Hoy, la compañía proyecta alcanzar US$500.000 en ingresos durante 2026, consolidando un crecimiento sostenido tras un importante relanzamiento comercial.

Qué es el cuñapé, el snack boliviano que conquistó a EE. UU.

El producto estrella de Cassavida es el cuñapé, un pequeño panecillo tradicional elaborado principalmente con almidón de yuca y queso. Su textura crujiente por fuera y su sabor intenso lo convierten en uno de los bocados más representativos de la cocina boliviana.

Más allá de vender un alimento, los hermanos Schenstrom aseguran que su objetivo es dar a conocer las tradiciones culinarias de Bolivia, un país cuya gastronomía todavía es poco conocida por gran parte de los consumidores estadounidenses.

La inversión para convertir una receta casera en una marca

Emprender en una industria completamente nueva implicó un proceso mucho más costoso de lo que imaginaron. Durante las primeras etapas, Carlos y Christina buscaron mentores y especialistas que los ayudaran a comprender el funcionamiento del negocio de productos alimenticios en Estados Unidos.

Uno de los pilares fue el desarrollo de la identidad de la marca, una etapa en la que destinaron alrededor de US$200.000. Sin embargo, el crecimiento exigió una inversión todavía mayor.

Con el paso del tiempo trabajaron junto a la agencia creativa Dayjob, realizaron un cambio integral de imagen y construyeron su propia planta de fabricación en Bolivia. En total, los fundadores revelaron haber invertido casi US$1 millón para convertir Cassavida en una empresa plenamente operativa.

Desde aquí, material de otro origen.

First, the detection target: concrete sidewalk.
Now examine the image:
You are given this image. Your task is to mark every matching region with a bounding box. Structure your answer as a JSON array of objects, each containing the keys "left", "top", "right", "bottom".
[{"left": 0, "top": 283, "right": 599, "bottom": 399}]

El relanzamiento de 2025 impulsó las ventas

El gran punto de inflexión llegó en 2025, cuando Cassavida fue seleccionada para el programa de Innovación de la cadena de supermercados Sprouts y presentó su nueva identidad de marca.

Hasta ese momento, la empresa registraba ventas anuales inferiores a US$50.000. Tras el relanzamiento, la facturación superó los US$100.000, con una proyección cercana a US$150.000 para el cierre de ese mismo año.

Ese crecimiento fortaleció la presencia del cuñapé en nuevos puntos de venta y redefinió la misión de la compañía: convertirse en una embajadora gastronómica de Bolivia mediante un producto que combina tradición, identidad cultural e innovación en el mercado internacional.

Cassavida apunta a duplicar su crecimiento en 2026

Con una estructura de producción consolidada y una mayor distribución en Estados Unidos, los hermanos Schenstrom esperan que Cassavida alcance US$500.000 en ingresos durante 2026.